Swedish cinemas introduce Bechdel rating
Four Swedish cinemas have begun to rate the films they show not only using the traditional ‘how many guns/swears/tits are there’ system, but also with the anti-sexist Bechdel Test.
Just in case you’re an awful plum who doesn’t care about these things, the Bechdel Test is a simple metric designed to assess the presence of female characters and the extent to which they’re fleshed out in a film. It goes like this:
1) Are there are least two named female characters?
2) Do they talk to each other?
3) About something that isn’t a man?
Elegant, isn’t it? The move to double-rate films is currently being spearheaded by a few arthouse cinemas, although support from the Swedish Film Institute suggests it may become more widespread. An ‘A’ rating is awarded to films that, unlike (to take a few examples from this year’s releases) Captain Phillips, The Fifth Estate, Ender’s Game, Filth, Gravity, The Great Gatsby, Mud, Pacific Rim, Pain & Gain and Trance, pass the test. It’s not clear whether other films are due to be graded in terms of the severity of their failure; the website bechdeltest.com has four ratings from ‘passes’ to ‘literally doesn’t even have two female characters’, which seems like a reasonable strategy.
Criticisms of the Bechdel Test include the contention that it can give an artificial ‘feminist-friendly’ stamp to films that are nothing of the sort, whilst sidelining genuinely pro-feminist films. Our favourite example? All five Twilight films, which are about how women should sublimate their own desires and needs in order to mould themselves into what their husbands want (and don’t even THINK about not having a husband), pass the Bechdel Test. The completely brilliant Run Lola Run, in which the title character kicks ass and takes names from start to finish (although, admittedly, it’s to help her boyfriend), doesn’t. Someone’s also bound to go mad about the Swedish state trying to dictate the contents of movies, which is sort of fair enough but also rubbish (yes to artistic freedom, but also yes to girls having role models, you feel me?).

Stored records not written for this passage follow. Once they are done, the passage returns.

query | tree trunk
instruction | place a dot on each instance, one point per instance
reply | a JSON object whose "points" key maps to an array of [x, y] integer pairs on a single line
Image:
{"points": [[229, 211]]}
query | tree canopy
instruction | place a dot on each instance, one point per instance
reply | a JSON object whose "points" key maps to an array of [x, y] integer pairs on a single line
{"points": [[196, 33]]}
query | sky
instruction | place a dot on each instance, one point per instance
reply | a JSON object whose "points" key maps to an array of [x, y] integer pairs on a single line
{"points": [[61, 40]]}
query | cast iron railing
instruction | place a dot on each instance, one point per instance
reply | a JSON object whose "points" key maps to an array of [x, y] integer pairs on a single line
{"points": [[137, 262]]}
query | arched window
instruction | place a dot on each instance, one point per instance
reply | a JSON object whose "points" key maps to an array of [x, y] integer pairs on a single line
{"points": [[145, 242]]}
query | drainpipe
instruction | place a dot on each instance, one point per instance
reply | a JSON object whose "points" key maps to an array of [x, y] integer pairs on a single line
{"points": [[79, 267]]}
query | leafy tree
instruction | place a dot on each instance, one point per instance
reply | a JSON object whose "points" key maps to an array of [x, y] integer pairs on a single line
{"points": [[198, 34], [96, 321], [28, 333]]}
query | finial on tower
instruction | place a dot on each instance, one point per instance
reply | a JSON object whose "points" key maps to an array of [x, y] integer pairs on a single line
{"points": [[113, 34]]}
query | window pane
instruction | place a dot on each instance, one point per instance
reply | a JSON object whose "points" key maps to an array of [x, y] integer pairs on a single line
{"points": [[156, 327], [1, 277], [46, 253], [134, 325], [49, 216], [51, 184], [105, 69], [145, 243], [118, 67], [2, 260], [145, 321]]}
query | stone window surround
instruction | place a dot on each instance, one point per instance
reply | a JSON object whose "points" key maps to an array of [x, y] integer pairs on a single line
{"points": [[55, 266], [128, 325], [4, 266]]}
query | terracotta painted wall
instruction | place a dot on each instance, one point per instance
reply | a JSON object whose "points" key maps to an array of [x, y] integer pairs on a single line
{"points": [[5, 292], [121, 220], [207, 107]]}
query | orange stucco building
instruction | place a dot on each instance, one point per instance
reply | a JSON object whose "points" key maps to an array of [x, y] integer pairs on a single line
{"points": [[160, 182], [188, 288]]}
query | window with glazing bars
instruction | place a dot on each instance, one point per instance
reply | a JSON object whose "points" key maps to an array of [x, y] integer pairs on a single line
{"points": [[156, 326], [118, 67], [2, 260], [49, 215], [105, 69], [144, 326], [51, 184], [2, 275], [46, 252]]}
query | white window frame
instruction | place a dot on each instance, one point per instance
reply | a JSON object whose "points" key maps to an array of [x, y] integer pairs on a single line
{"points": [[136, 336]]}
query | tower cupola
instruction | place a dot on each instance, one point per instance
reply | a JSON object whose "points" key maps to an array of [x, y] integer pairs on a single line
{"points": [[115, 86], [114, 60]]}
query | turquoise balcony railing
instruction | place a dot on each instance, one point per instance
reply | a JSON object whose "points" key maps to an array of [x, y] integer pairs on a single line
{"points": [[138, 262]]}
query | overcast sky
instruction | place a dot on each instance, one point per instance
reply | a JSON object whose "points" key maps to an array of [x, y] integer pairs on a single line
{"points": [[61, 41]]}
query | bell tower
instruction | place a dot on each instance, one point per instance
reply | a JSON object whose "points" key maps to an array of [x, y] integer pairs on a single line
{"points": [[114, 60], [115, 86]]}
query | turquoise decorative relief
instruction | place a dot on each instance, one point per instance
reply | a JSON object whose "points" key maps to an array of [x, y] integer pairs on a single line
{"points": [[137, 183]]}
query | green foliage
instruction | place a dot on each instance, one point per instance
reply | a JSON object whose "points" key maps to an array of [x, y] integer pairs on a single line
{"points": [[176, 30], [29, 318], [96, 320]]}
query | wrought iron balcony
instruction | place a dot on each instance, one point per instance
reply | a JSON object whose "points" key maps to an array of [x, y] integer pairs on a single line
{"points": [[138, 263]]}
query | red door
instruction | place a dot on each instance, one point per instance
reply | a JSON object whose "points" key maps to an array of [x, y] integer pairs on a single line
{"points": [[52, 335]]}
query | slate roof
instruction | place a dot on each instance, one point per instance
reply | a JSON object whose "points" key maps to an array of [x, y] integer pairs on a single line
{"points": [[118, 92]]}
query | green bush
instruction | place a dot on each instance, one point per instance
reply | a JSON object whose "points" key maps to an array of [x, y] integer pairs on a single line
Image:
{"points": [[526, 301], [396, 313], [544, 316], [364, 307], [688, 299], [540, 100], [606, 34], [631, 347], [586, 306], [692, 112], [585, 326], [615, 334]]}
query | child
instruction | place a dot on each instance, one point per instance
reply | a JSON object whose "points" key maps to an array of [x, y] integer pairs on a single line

One fun consequence of the ratings farrago is that Viasat Film, a cable channel broadcasting across Scandiwegia, has scheduled a Super Sunday of Bechdel Test-passing films for next weekend. They’re showing Resident Evil: Retribution (awful start), Moneyball (chicks love baseball too), Zambezia (Madagascar meets Ga’Hoole), The Five-Year Engagement (edgy, not v funny), Monte Carlo (let’s not go there), Bitchkram (what even), Whip it! (bastard rollerskates), The Iron Lady (feminist or maniac?), The Hunger Games (Rue doesn’t really count, she’s tiny) and Savages (meh). Maybe we’re better off with the original Star Wars trilogy, which contains a grand total of three named female characters who are never on the same planet together.